Emmanuel van der Meulen wrote:
> On Monday, June 07, 2004 19:09, Michael Stassen wrote;
>
>>This doesn't quite make sense. You seem to say that several rows
>>will match but then you say only one will. It must be one or the
>>other. Perhaps I've misunderstood you.
>
> Firstly, Michael thank you for your assistance; I'll elaborate.
>
> Michael I'll attempt first without supplying the table definitions and
> actual sql and etc..
>
> Table 'a' contains a property which does not match any property on table 'b'
> directly, but matches within a range.
>
> Example;
>
> table 'a' property 'num'
>
> num
> ---
> 1000
> 2000
> 3000
>
> table 'b' properties 'fromNum' and 'toNum'
> fromNum toNum
> row 1. 1 1500
> row 2. 1501 2000
> row 3. 2001 4000
>
> select... where 'num' between 'fromNum' and 'toNum'.
>
> As seen in this example, using between only one row actually matches,
> however the query engine would at first see more than one matching row i.e.,
What do you mean by "at first"?
> with 'fromNum' (between is same as num >= fromNum), value 2000 from table a
> would match row 1 & 2 on table b; and with 'toNum' (between is same as num
> <= toNum), value 2000 from table a would match row 2 & 3 on table b; only
> once the range is taken together the result matches one row, viz., row 2 on
> table b.
This analysis is not quite right. You seem to be saying that rows which
match half of the condition will be retrieved, then filtered according to
the other half of the condition, but that's not how it works. If it did,
BETWEEN would always be slow, but BETWEEN can be very fast, if the range is
a constant and the column is indexed. Assuming indexes on num, fromNum, and
toNum, you should be able to verify that
SELECT * FROM table_a WHERE num BETWEEN 1501 AND 2000;
SELECT * FROM table_b WHERE fromNum BETWEEN 1 AND 3000;
SELECT * FROM table_b WHERE toNum BETWEEN 1500 AND 4000;
are all very quick. In your case, "num BETWEEN fromNum AND toNum" is the
same as "num >= fromNum AND num <= toNum". There is only one matching row.
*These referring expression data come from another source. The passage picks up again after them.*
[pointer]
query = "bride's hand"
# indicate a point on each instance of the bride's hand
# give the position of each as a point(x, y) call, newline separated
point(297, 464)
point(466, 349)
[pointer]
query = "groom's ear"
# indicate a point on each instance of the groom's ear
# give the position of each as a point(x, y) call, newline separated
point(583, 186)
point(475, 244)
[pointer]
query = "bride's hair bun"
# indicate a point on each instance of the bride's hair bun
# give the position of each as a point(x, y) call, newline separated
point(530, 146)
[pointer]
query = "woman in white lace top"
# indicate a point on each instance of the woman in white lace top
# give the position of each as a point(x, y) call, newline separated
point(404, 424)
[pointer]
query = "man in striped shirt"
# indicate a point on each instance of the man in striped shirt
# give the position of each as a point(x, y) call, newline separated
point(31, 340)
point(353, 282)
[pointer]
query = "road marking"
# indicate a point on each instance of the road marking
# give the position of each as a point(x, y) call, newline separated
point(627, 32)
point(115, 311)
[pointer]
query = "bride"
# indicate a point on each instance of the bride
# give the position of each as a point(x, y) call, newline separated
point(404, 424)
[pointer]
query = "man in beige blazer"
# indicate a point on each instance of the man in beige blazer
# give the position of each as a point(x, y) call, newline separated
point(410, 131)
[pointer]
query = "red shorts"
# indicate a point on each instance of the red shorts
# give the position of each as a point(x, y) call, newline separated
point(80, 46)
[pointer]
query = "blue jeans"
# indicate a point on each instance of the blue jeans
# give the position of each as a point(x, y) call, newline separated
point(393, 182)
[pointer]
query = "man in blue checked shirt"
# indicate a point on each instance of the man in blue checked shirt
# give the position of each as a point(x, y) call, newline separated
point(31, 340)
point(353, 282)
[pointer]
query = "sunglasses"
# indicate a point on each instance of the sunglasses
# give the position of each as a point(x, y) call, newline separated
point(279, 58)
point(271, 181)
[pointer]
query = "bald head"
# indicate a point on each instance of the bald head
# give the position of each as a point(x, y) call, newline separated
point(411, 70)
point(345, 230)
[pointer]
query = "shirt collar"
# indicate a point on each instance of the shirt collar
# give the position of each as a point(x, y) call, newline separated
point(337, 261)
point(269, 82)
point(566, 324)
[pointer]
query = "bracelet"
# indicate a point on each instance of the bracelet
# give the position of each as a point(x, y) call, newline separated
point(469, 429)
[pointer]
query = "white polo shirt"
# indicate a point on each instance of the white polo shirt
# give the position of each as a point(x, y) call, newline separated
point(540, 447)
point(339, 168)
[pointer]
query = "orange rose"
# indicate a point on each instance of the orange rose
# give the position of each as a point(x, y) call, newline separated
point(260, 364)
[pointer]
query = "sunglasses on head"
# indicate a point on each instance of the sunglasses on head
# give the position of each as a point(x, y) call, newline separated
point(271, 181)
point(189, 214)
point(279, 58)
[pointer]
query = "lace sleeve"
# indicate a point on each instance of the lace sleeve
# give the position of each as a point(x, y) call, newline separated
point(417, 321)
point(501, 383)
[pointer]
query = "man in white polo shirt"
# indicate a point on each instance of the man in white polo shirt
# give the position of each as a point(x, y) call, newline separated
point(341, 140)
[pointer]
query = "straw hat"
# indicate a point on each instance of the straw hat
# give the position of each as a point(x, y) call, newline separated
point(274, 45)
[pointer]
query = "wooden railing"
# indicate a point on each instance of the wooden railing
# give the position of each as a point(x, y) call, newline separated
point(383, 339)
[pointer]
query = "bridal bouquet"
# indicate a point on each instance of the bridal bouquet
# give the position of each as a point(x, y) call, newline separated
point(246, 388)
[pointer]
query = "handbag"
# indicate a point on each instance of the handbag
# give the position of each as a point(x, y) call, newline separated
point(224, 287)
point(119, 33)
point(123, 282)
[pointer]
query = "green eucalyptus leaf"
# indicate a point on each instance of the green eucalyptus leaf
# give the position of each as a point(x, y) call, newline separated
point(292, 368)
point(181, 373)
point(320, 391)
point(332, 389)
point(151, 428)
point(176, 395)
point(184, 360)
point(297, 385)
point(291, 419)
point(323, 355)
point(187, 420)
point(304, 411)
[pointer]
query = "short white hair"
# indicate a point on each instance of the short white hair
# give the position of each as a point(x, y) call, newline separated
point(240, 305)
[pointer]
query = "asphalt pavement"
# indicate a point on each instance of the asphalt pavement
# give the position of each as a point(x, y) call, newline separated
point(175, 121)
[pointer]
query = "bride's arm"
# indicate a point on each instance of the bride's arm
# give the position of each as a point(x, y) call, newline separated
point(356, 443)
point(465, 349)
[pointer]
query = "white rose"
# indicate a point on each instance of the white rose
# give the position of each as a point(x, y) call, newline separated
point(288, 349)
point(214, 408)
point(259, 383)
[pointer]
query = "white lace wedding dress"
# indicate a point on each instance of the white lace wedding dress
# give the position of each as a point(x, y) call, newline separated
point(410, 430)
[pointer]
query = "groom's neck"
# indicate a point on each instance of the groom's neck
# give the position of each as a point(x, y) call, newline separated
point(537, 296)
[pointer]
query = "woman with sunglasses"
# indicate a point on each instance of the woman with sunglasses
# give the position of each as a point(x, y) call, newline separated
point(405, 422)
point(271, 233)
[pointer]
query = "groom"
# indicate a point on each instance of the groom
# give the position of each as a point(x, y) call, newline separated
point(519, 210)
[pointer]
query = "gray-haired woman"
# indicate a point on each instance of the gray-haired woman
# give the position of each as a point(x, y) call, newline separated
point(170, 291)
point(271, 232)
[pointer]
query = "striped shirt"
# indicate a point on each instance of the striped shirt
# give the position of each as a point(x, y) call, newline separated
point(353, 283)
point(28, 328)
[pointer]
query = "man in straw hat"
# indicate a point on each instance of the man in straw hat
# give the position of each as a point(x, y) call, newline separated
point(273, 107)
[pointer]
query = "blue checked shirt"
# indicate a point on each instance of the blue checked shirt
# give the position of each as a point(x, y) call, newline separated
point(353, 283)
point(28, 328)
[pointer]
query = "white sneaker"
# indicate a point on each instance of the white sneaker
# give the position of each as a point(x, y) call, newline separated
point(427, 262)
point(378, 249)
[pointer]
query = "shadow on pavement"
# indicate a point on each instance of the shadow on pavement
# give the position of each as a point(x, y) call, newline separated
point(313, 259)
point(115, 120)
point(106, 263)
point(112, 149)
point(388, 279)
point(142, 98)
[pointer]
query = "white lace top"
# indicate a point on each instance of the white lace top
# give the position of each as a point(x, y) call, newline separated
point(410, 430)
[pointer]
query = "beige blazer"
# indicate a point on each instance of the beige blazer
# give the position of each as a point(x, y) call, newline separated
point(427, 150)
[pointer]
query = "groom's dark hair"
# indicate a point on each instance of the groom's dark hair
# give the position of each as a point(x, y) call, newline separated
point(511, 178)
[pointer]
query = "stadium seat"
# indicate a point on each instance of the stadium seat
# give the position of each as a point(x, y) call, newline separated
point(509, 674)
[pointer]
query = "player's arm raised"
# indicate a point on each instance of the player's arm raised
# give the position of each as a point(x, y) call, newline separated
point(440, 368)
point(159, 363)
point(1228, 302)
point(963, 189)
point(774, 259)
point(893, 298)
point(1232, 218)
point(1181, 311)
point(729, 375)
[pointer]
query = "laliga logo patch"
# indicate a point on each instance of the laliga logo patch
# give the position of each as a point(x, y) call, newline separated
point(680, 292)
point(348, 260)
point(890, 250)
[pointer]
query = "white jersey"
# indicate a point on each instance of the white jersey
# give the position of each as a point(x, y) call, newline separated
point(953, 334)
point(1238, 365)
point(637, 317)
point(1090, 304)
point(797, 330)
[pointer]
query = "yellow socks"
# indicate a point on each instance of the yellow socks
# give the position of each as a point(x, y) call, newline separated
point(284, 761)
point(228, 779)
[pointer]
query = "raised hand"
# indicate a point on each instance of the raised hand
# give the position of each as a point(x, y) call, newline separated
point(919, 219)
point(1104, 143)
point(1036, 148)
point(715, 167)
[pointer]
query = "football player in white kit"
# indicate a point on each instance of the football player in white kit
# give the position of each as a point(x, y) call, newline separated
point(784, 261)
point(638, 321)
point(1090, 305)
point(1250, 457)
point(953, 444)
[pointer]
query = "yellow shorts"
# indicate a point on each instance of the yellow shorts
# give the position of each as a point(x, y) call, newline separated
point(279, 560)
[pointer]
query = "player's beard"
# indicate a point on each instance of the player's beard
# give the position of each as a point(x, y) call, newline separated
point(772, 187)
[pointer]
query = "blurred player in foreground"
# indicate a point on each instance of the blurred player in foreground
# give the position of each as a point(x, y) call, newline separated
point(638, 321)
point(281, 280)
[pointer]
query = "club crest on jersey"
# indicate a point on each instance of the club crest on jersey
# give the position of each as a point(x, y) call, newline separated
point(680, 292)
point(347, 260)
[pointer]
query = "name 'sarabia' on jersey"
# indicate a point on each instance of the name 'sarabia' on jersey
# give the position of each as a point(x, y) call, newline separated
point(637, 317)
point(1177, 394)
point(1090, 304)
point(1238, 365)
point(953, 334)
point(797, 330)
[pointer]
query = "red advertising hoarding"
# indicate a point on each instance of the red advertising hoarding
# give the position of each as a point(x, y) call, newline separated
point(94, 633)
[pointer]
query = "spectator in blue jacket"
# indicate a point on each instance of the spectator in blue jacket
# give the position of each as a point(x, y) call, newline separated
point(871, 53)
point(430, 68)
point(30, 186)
The problem is finding it.
To find which rows in table b match, we have to look at each row and compare
the values of num, fromNum, and toNum. Indexes won't help much here,
because each column's index is unlikely to narrow the list of possible
matches much. If the optimizer could put 2 indexes together, it might see
that fromNum matches from row 23 up, while toNum matches from rows 23 down,
so row 23 is it, but the optimizer doesn't combine indexes -- it chooses the
best (most restrictive) one. Even then, it only uses the index if it
restricts us to no more than 30% of the rows. Furthermore, the value of num
changes with each row of table a. The result is an unavoidable full table
scan on table b.
In other words, the problem is not, strictly speaking, the BETWEEN.
> Now please remember table b has 1.4 million rows as in this example, with
> fromNum and toNum running consecutively, so the query takes 4 seconds to
> find a row in table b. With say 200 rows in table a, that means the query
> runs for a long time.
That's 4 seconds to scan all of table b, rather than 4 seconds to find one
row. A subtle but important distinction.
Is that right? You have 1.4 million ranges? Wow! Up till now, I've been
assuming you had a lot of data in table a to be assigned one of a relatively
few ranges from table b. Apparently, I've been picturing it backwards.
I'm not sure there's a way to improve this specific query, but there may be
another way to accomplish the same thing which works better. It's hard to
say what that might be without a better picture of what you're doing than I
currently have. Perhaps if you described your data someone could make a
suggestion. I'm still assuming table b must be static, right? Otherwise
you couldn't guarantee uniqueness of ranges, I think. On the other hand,
different rows in table a could be in the same range (match the same row of
table b), right?
> What I did was to use limit 1, and ran query with 1 row, this took .01
> second.
I assume by "ran query with 1 row" you mean one row from table a. Now num
is effectively a constant, and LIMIT 1 short circuits the full table scan as
soon as one match is found.
>>You also seem to imply that with BETWEEN you get a full
>>table scan even though there is only one match for each row. That sounds
>>like an indexing problem, but it is hard to say without more information.
>
> Indexed individually on;
> fromNum
> toNum
>
> Also experimented by adding combining index on;
> fromNum/toNum
>
> Either way no difference, query runs 4 seconds.
>
>>It would help us help you if you at least posted the query and the results
>>of EXPLAIN. It would probably also help if you told us more about the
>>tables, perhaps with SHOW CREATE TABLE.
>
> If above does not help you, I'll bring the whole lot to the post.
Well, the more info, the better. At least describe the data a little more.
Depending on exactly what you want, there may be a way to change the
process to make this work at an acceptable speed.
> Michael, again thank you for you assistance.
>
> Kind regards
> Emmanuel
Michael